Let’s consider the following:

  • While Trump pulled out of the Paris climate accords and the Trans-Pacific Partnership, the rest of the world has decided to go ahead and create a new diplomatic and trade order in which U.S. leadership is assumed to no longer exist. As the New York Times reports today, “Major economies show no inclination to accept American designs on trade — an attitude on display on Thursday as the European Union and Japan agreed to the broad outlines of a free trade deal before a summit meeting of world leaders. If completed, the deal would further the exchange of goods and services between their two markets while, in relative terms, diminishing opportunities for American companies.”
  • Even today, Trump continues to claim that we’ll build a wall on our southern border and Mexico will pay for it, which no one believes and only makes him look like a fool.
  • After a triumphant visit to Saudi Arabia in which the president laid his hands upon a glowing orb and (I presume) shared gold-leaf decorating tips with his hosts, Trump triumphantly declared that he had signed “deals” for the Saudis to buy $110 billion of U.S. armaments. But the deals turned out to imaginary. As a defense analyst wrote soon after, “I’ve spoken to contacts in the defense business and on the Hill, and all of them say the same thing: There is no $110 billion deal. Instead, there are a bunch of letters of interest or intent, but not contracts. Many are offers that the defense industry thinks the Saudis will be interested in someday.”
  • In the debate over health care, Trump has been more an impediment than a dealmaker in getting Republicans to agree on a plan. He held a celebratory Rose Garden ceremony when the House passed its version, which was so atrocious that Republican senators immediately said they wouldn’t consider it. The GOP Senate leadership is struggling to assemble 50 votes for their version, and because of Trump’s substantive ignorance and misguided political strategy, they don’t even want his help trying to get the bill passed. Meanwhile, the Republican plan is literally the most unpopular piece of legislation in recorded history.
  • Remember what a huge story it was when Trump negotiated a deal with Carrier to keep 1,100 jobs in Indiana, which required the state’s taxpayers to fork over a bunch of incentives? The company announced in May that it’s sending 632 jobs from Indiana to Mexico.
  • Trump claims that his personal intervention saved hundreds of millions of dollars in the F-35 Joint Strike Fighter program, but in truth, those cost savings had been negotiated before he ever got involved; his meeting with Lockheed Martin at which the alleged “deal” was struck was just theater.

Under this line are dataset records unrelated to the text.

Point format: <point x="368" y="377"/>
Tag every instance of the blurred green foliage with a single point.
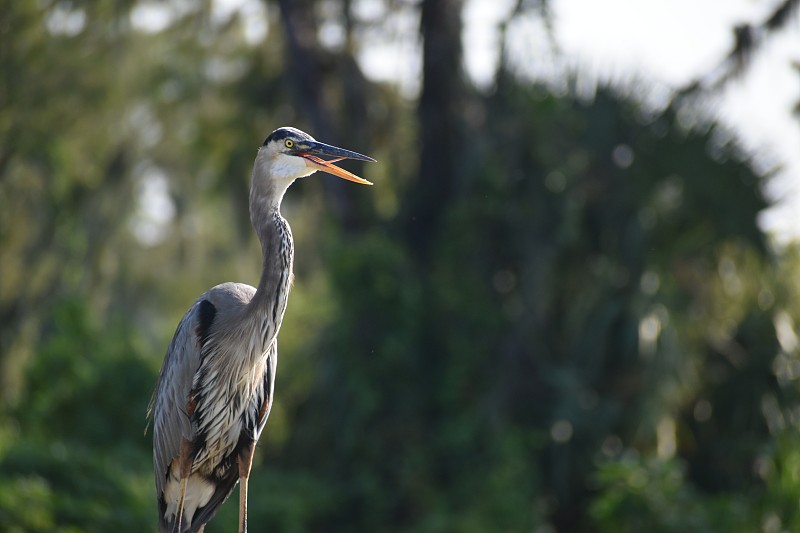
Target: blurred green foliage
<point x="567" y="320"/>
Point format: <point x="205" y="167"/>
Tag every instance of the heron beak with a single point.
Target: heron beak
<point x="315" y="151"/>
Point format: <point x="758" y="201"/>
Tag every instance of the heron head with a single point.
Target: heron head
<point x="290" y="154"/>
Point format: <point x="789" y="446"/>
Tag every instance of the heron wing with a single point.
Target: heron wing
<point x="168" y="404"/>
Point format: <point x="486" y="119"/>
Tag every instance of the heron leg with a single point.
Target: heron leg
<point x="245" y="461"/>
<point x="185" y="465"/>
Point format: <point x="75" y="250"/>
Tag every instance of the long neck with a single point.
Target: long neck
<point x="277" y="248"/>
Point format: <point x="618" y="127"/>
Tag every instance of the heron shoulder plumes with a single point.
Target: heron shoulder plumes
<point x="215" y="389"/>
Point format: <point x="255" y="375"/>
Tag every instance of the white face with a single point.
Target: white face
<point x="289" y="167"/>
<point x="274" y="162"/>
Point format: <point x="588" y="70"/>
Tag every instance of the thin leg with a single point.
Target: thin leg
<point x="245" y="461"/>
<point x="185" y="463"/>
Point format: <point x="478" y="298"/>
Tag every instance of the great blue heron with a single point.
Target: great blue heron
<point x="214" y="392"/>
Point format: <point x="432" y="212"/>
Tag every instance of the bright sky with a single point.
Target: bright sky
<point x="667" y="43"/>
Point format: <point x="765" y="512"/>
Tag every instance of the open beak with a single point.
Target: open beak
<point x="313" y="152"/>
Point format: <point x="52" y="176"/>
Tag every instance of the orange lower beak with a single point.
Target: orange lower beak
<point x="329" y="167"/>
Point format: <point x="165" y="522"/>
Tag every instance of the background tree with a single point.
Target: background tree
<point x="550" y="313"/>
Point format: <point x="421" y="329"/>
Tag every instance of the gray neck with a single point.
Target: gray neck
<point x="277" y="248"/>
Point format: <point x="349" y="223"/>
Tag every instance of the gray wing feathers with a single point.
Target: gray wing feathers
<point x="168" y="405"/>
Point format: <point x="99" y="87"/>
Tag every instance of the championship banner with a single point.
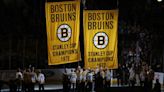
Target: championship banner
<point x="100" y="38"/>
<point x="62" y="21"/>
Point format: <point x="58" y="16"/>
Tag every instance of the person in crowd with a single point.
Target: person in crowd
<point x="27" y="80"/>
<point x="99" y="79"/>
<point x="125" y="73"/>
<point x="79" y="78"/>
<point x="119" y="75"/>
<point x="150" y="74"/>
<point x="137" y="73"/>
<point x="84" y="80"/>
<point x="107" y="78"/>
<point x="132" y="79"/>
<point x="41" y="80"/>
<point x="19" y="79"/>
<point x="90" y="80"/>
<point x="73" y="78"/>
<point x="142" y="77"/>
<point x="157" y="86"/>
<point x="33" y="78"/>
<point x="66" y="82"/>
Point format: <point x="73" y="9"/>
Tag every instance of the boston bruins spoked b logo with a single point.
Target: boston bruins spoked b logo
<point x="64" y="32"/>
<point x="100" y="40"/>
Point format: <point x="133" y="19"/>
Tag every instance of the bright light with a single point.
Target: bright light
<point x="159" y="0"/>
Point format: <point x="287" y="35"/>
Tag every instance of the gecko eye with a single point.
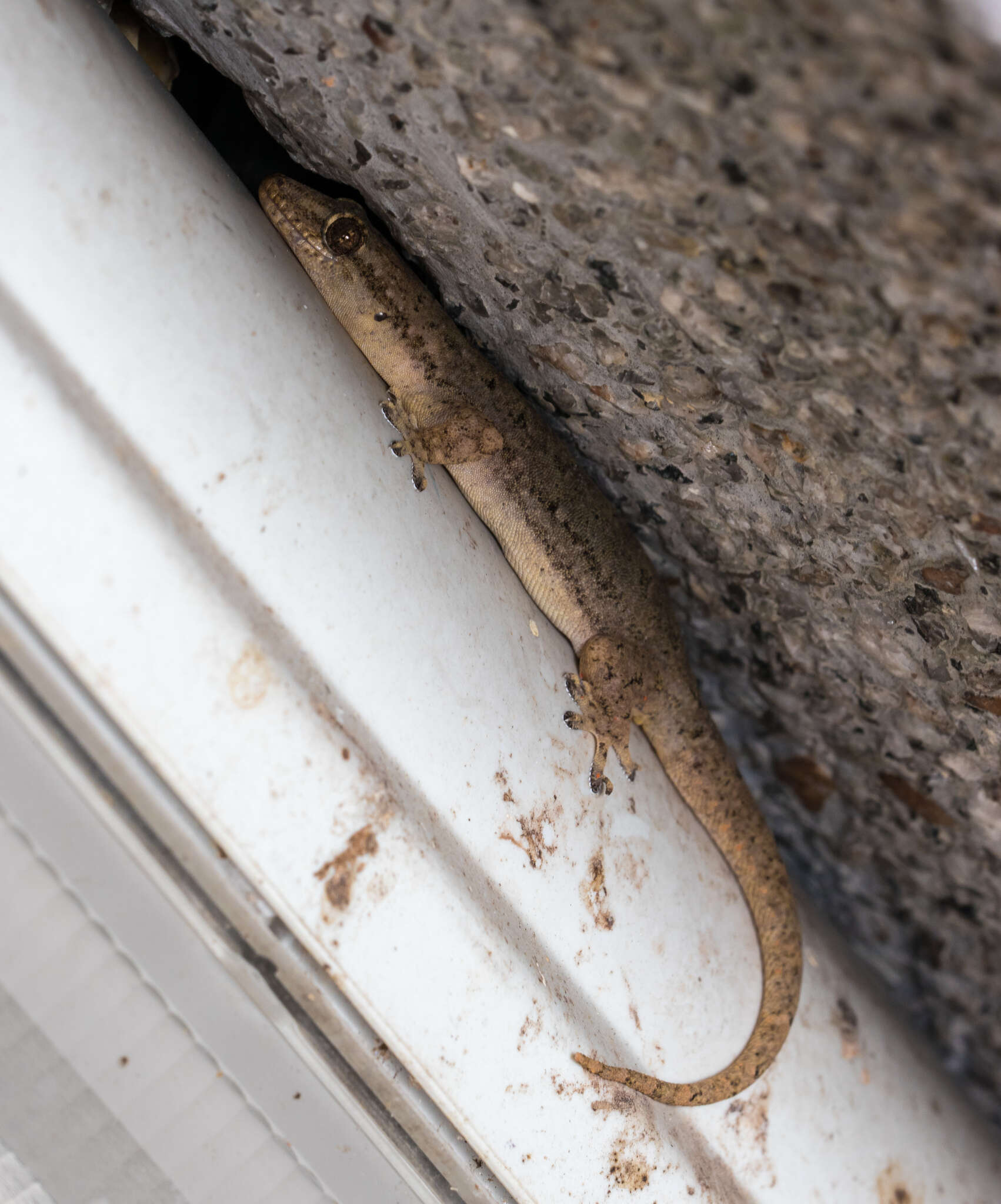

So I ask again: What deals has Trump made since he became president? Are there any? Even if you’re a conservative and you like the policy decisions his administration has made, can you say that his supposedly superhuman deal-making acumen has produced anything of value?

When he walked into the room with Vladimir Putin, Trump came as someone who has been a public apologist for Russian meddling in American politics, who seemed to want desperately to curry favor with his counterpart, and who couldn’t say what he hoped Putin would offer the United States. Even a genuinely skilled deal-maker would have had trouble turning that situation to his advantage.

In fairness, no one really expected this first meeting to produce any substantive agreement. But Trump hasn’t given us much reason to think one will be forthcoming later, or that if there is some kind of an agreement, it will work to the benefit of the United States.

If there is one principle that has guided Donald Trump’s career and worldview, it’s that either you’re the dominator or the dominated, the winner or the loser, the con man or the sucker. If you aren’t one, then you’re the other. Guess who’s who in this relationship.